Borley Rectory's Cold Spots

by Scott Cunningham

NOTE: the following essay does not encourage visits to the actual site, as the location is private property.

I’m going to introduce overlapping theories concerning Borley Rectory’s cold spots somewhat quickly so please hold onto your hats.

If you have browsed through the unfinished “Haunted Borley Rectory: Do you see what I see?”, hopefully you at least got the gist that I think that Borley’s ghost nun was repeatedly charading her memories of the last days of her tragically ended life in various ways. The Rectory’s cold spots may have related to her tragedy in the following way.

The cold spots were basically vertically aligned to each other over three floors in the Rectory, the lowest known point of this column being some sinking ground in a corner of the cellar. I now suspect that the sinking ground was what was left of an abandoned well in the Rectory area mentioned by Mr. Andrew Clarke near the bottom of page.

Given the cold spot phenomena was related to this sinking ground, I also suspect that if this sinking area was an abandoned well then it was was possibly the well that Borley’s nun “fell” into. Given the sinking ground was actually the lowest point of the cold spot, I now regard the Rectory’s cold spots as possibly the ghost nun’s way of psychically letting certain people experience her persisting memory of the cold water that she may have fallen into in the well shaft.

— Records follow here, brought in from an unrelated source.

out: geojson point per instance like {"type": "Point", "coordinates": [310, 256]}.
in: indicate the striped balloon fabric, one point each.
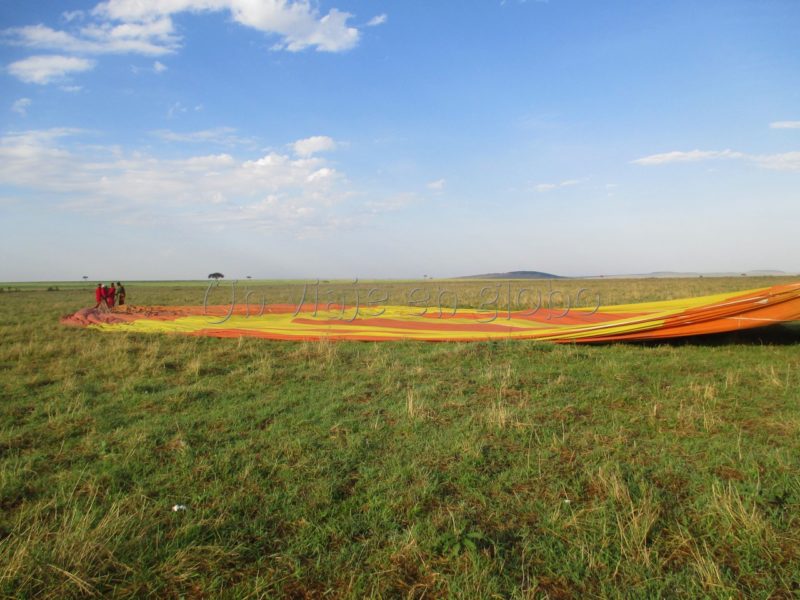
{"type": "Point", "coordinates": [643, 321]}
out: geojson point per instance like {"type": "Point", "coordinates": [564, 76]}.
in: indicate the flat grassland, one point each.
{"type": "Point", "coordinates": [496, 469]}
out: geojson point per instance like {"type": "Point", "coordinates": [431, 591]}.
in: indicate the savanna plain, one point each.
{"type": "Point", "coordinates": [184, 467]}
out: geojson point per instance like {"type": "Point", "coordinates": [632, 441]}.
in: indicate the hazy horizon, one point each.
{"type": "Point", "coordinates": [345, 138]}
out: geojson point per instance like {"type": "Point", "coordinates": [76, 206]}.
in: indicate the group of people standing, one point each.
{"type": "Point", "coordinates": [109, 295]}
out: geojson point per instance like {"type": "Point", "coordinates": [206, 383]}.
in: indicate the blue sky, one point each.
{"type": "Point", "coordinates": [149, 139]}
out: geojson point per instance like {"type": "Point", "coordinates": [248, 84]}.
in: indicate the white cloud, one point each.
{"type": "Point", "coordinates": [72, 15]}
{"type": "Point", "coordinates": [153, 38]}
{"type": "Point", "coordinates": [146, 27]}
{"type": "Point", "coordinates": [786, 161]}
{"type": "Point", "coordinates": [437, 185]}
{"type": "Point", "coordinates": [21, 106]}
{"type": "Point", "coordinates": [299, 23]}
{"type": "Point", "coordinates": [377, 20]}
{"type": "Point", "coordinates": [549, 187]}
{"type": "Point", "coordinates": [225, 136]}
{"type": "Point", "coordinates": [48, 68]}
{"type": "Point", "coordinates": [274, 191]}
{"type": "Point", "coordinates": [690, 156]}
{"type": "Point", "coordinates": [785, 125]}
{"type": "Point", "coordinates": [313, 145]}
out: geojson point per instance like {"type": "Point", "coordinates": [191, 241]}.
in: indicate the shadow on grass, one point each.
{"type": "Point", "coordinates": [785, 334]}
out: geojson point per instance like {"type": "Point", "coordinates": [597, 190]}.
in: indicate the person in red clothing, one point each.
{"type": "Point", "coordinates": [111, 295]}
{"type": "Point", "coordinates": [99, 295]}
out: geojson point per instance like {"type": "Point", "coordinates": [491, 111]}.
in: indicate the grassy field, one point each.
{"type": "Point", "coordinates": [502, 469]}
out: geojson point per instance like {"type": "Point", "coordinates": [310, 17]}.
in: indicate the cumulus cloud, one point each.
{"type": "Point", "coordinates": [786, 161]}
{"type": "Point", "coordinates": [275, 190]}
{"type": "Point", "coordinates": [437, 185]}
{"type": "Point", "coordinates": [549, 187]}
{"type": "Point", "coordinates": [151, 38]}
{"type": "Point", "coordinates": [313, 145]}
{"type": "Point", "coordinates": [21, 106]}
{"type": "Point", "coordinates": [690, 156]}
{"type": "Point", "coordinates": [224, 136]}
{"type": "Point", "coordinates": [146, 26]}
{"type": "Point", "coordinates": [785, 125]}
{"type": "Point", "coordinates": [377, 20]}
{"type": "Point", "coordinates": [48, 68]}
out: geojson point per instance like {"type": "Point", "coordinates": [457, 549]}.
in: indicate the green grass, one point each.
{"type": "Point", "coordinates": [503, 469]}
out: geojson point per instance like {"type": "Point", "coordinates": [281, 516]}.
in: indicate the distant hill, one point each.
{"type": "Point", "coordinates": [514, 275]}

The point of suggesting such cold spot “mechanics” is that I presume that this cold column was not only present before the Rectory was built anyway but I have no reason to believe that this mysterious cold column disappeared when the Rectory burned down and was subsequently demolished.

Consider that there is now a concrete drive that goes right through the area where the Rectory used to be. If the cold column survived the Rectory, is there a curious patch of grass somewhere along this concrete drive where the morning dew takes longer to evaporate than the area around it? Or perhaps if one was walking across the yard on a summer evening, would one suddenly see one’s own breath if one stepped into the cold spot? Perhaps someone has already questioned why snow perhaps takes longer to melt at one particular spot near the drive after a light snowfall?

Indeed, with respect to the alleged cold spot, note that Ivy and Constance Bull hid the cream from Harry Bull at the cold spot in the cellar as the bottom part of this page shows.

The question, however, is did the cream really last longer at this spot? If not, this would suggest the cold spots were only perceived as being cold because of a psychic experience. On the other hand...

Also, maybe the “right” people need to be present for unusual things like i just suggested to happen. Indeed, I think that the increase in paranormal activity that allegedly took place at the Rectory when the Foysters lived there was because an excited ghost nun was perhaps trying to tell the world that she was just like Marianne Foyster in many ways.